De esta manera, llevando Ramoncito el de Necleto la batuta de la cocina, se vivió en la residencia un tiempo hermoso. Todos estaban satisfechos y equilibradamente alimentados; se sentían saludables y con ganas de apurar los años que aún tenían por delante. La directora y el resto de los trabajadores de la residencia experimentaban asimismo una alegría patente en la realización de sus respectivos cometidos. Era un placer comprobar los beneficios de un optimismo nacido de una alimentación sana. Gracias al esfuerzo y dedicación de Ramoncito el de Necleto, la farmacopea de la residencia de ancianos se vio reducida a su mínima expresión.

CONTINUARÁ...

El jardinero de las nubes.

3 comentarios:

Martha Jacqueline Iglesias Herrera dijo...
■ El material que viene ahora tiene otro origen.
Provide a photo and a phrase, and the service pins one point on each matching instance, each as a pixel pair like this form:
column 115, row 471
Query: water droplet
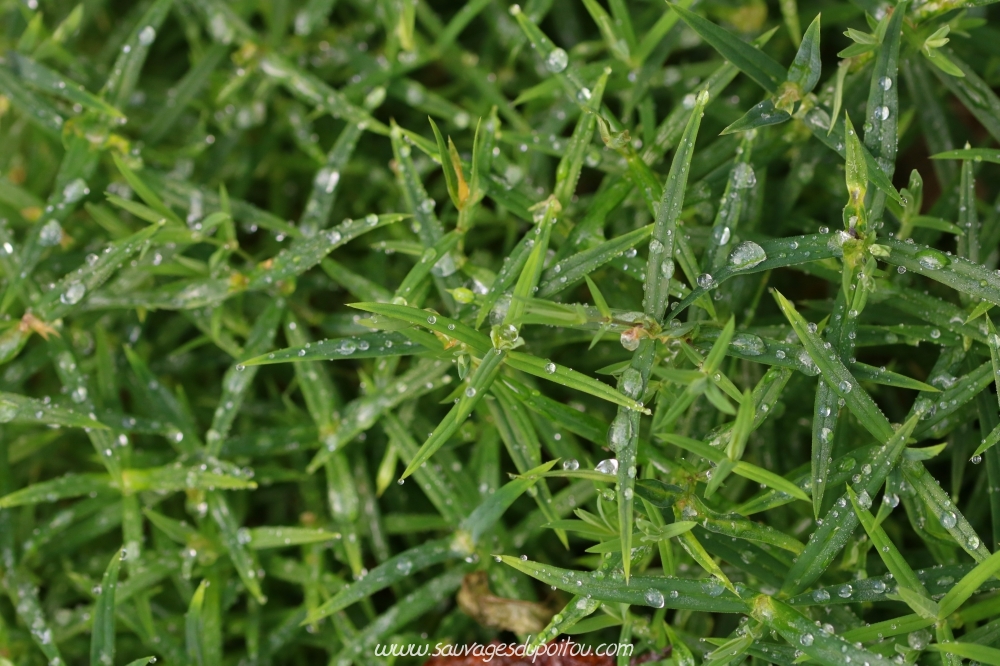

Mi querido amigo acuarelista:
Pues que me has alegrado el día. Aún no puedo parar de reírme con esa imagen que has puesto del cocinerito.
El cuento excelentísimo, de lujo, con unas vetas de humor increíble.
Cada día admiro más tu pluma. Eres sencillamente, fenomenal.
Gracias.

Un abrazo y feliz día.
Bye bye

lanochedemedianoche dijo...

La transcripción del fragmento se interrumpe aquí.